Washington Post Slam's Cuccinelli's Plan to Campaign at Taxpayer's Expense

For six decades with one exception - who also was a Republican for the record - Virginia Attorney Generals have resigned from office once they announce they candidacy for governor. The reasoning is simple: (1) it avoids any appearance of conflict of interest in the performance of one's duties as top attorney for the Commonwealth and (2) it avoids making taxpayers subsidize one's political campaign since the reality, the campaign will preempt the performance of one's paid duties (Mark Earley, a former law partner of mine, was AG and later ran for governor, so I know first hand the time demands of such a campaign). In short, resigning from office is the honorable and ethical thing to do. Which is exactly why Ken "Kookinelli" Cuccinelli has said he will not follow the 60 year tradition. As with most Christianist extremists, Kookinelli talks alot about ethics and concern for taxpayers, but his actions tell the real story. The Washington Post is rightly appalled at Kookinelli's plan to campaign at taxpayer expense. Here are highlights from it's editorial on the issue:

IT’S EASY TO make the case — and we will, at a later date — that Ken Cuccinelli II, the attorney general of Virginia, already has done a lot to politicize the office he holds, and thereby diminish its status. Nonetheless, Mr. Cuccinelli seems intent on going a step further.

Having announced his intention to run for governor, Mr. Cuccinelli (R) is bucking more than 60 years of bipartisan Virginia history by refusing to do the right thing and resign. Instead, he is insisting on remaining the state’s top lawyer “until the last day of my term,” even as he holds fundraisers, attends events and campaigns for governor. Thus Mr. Cuccinelli will inevitably further politicize his office, adding a partisan cast to every significant move it makes.

Since the 1940s, 10 of Virginia’s 11 elected attorneys general have run for governor, and nine of them have resigned to do so.
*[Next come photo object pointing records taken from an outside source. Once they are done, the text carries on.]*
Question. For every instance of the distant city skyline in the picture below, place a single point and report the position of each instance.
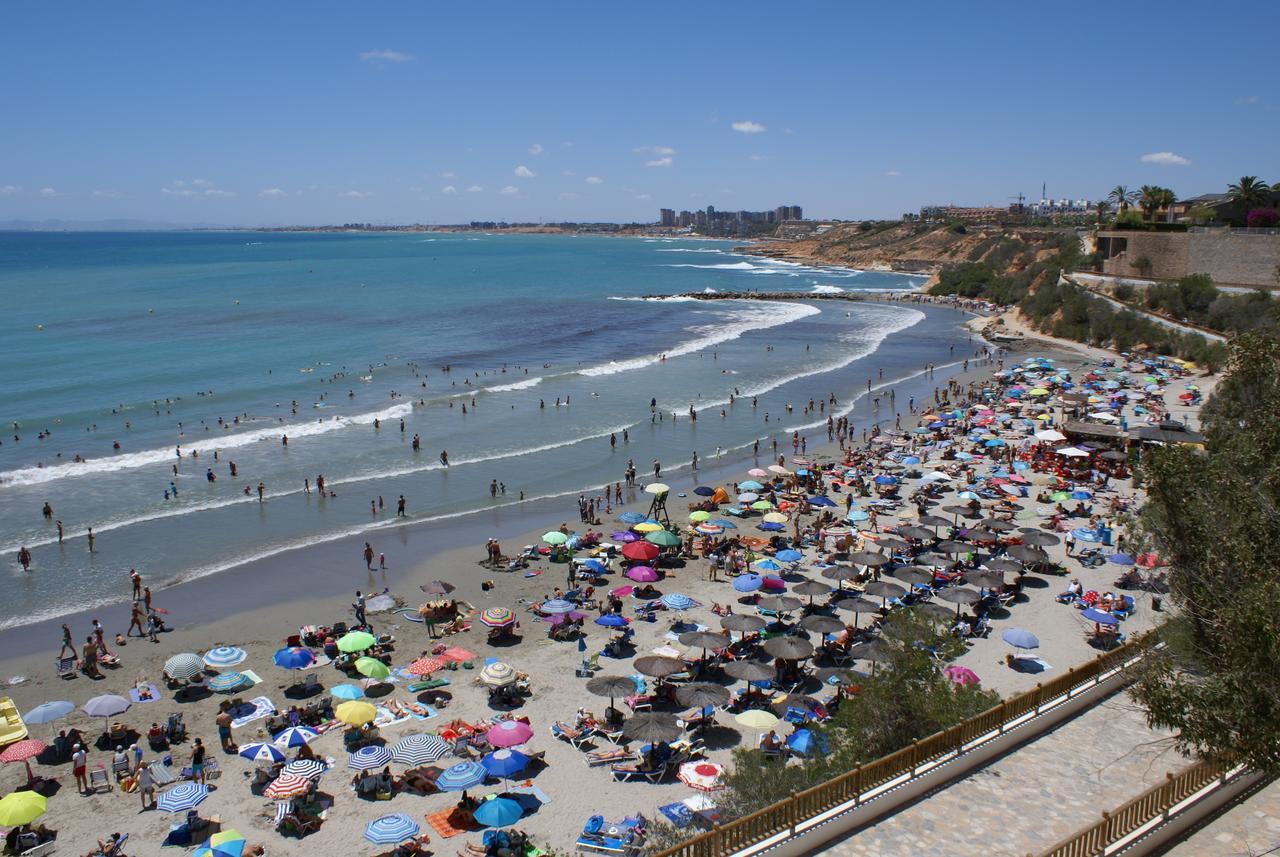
(309, 114)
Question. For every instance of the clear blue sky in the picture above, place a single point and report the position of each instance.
(273, 113)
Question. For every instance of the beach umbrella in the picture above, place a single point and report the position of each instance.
(49, 711)
(498, 812)
(652, 727)
(497, 674)
(658, 665)
(228, 682)
(224, 843)
(182, 797)
(497, 617)
(1100, 617)
(355, 714)
(1020, 638)
(287, 786)
(309, 768)
(293, 658)
(356, 641)
(508, 733)
(744, 623)
(260, 752)
(750, 670)
(391, 829)
(789, 647)
(504, 762)
(417, 750)
(640, 551)
(461, 777)
(369, 757)
(295, 737)
(224, 656)
(21, 807)
(183, 667)
(702, 775)
(960, 674)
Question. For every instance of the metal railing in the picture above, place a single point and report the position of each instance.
(1153, 803)
(851, 786)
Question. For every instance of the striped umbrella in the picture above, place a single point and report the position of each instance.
(228, 682)
(182, 797)
(391, 829)
(183, 667)
(260, 752)
(295, 737)
(497, 617)
(420, 750)
(461, 777)
(224, 656)
(369, 757)
(309, 768)
(287, 786)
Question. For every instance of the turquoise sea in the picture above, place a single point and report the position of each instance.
(223, 343)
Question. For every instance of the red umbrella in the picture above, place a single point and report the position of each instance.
(640, 550)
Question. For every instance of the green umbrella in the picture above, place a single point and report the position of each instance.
(662, 539)
(356, 641)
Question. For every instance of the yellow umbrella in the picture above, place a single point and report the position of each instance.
(21, 807)
(355, 713)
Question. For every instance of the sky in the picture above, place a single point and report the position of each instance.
(323, 113)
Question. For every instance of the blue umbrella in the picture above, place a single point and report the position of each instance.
(1019, 638)
(498, 812)
(293, 658)
(1100, 617)
(260, 752)
(182, 797)
(391, 829)
(369, 757)
(504, 762)
(677, 601)
(49, 711)
(461, 777)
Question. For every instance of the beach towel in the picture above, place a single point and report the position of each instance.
(138, 697)
(263, 706)
(443, 823)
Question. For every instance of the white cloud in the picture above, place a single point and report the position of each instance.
(1165, 159)
(385, 55)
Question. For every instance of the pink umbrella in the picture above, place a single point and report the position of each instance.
(961, 674)
(508, 733)
(641, 574)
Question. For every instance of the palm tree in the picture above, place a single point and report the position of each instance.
(1249, 192)
(1121, 197)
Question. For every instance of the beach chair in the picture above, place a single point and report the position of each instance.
(99, 780)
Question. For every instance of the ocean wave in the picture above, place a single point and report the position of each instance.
(167, 454)
(758, 316)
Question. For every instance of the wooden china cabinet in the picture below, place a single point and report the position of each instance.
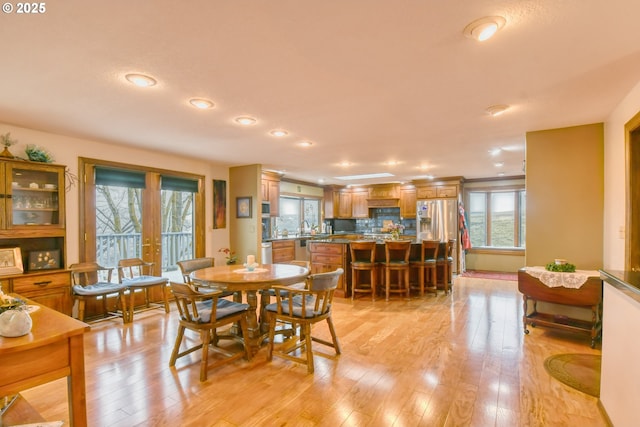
(32, 218)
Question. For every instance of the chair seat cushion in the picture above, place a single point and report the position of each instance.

The past four, including Mr. Cuccinelli’s elected predecessor — the current governor, Robert F. McDonnell — were Republicans; the ones before that were Democrats.

If Mr. Cuccinelli’s intent is to invite cynicism and cast ill repute on the position he holds and the office over which he presides, he is doing a bang-up job.

In a letter to his staff, he attributed his decision to the fact that “the people of Virginia trusted me to be their attorney general, and I intend to give them four full years.” If so, they may also have taken him at his word — frequently stated while he campaigned — that he intended to run in 2013 for reelection as attorney general, which he described as his dream job. It turns out he didn’t mean it.

Now he pledges to give priority to his current job, and Virginians will have to hope that his legal decisions will not be colored by his candidacy.

In my opinion, Cuccinelli is a sleaze bag and a prime example of those who want to suckle on the government tit - something he claims to abhor - while expending his time and efforts elsewhere. Why does the term hypocrite come to mind?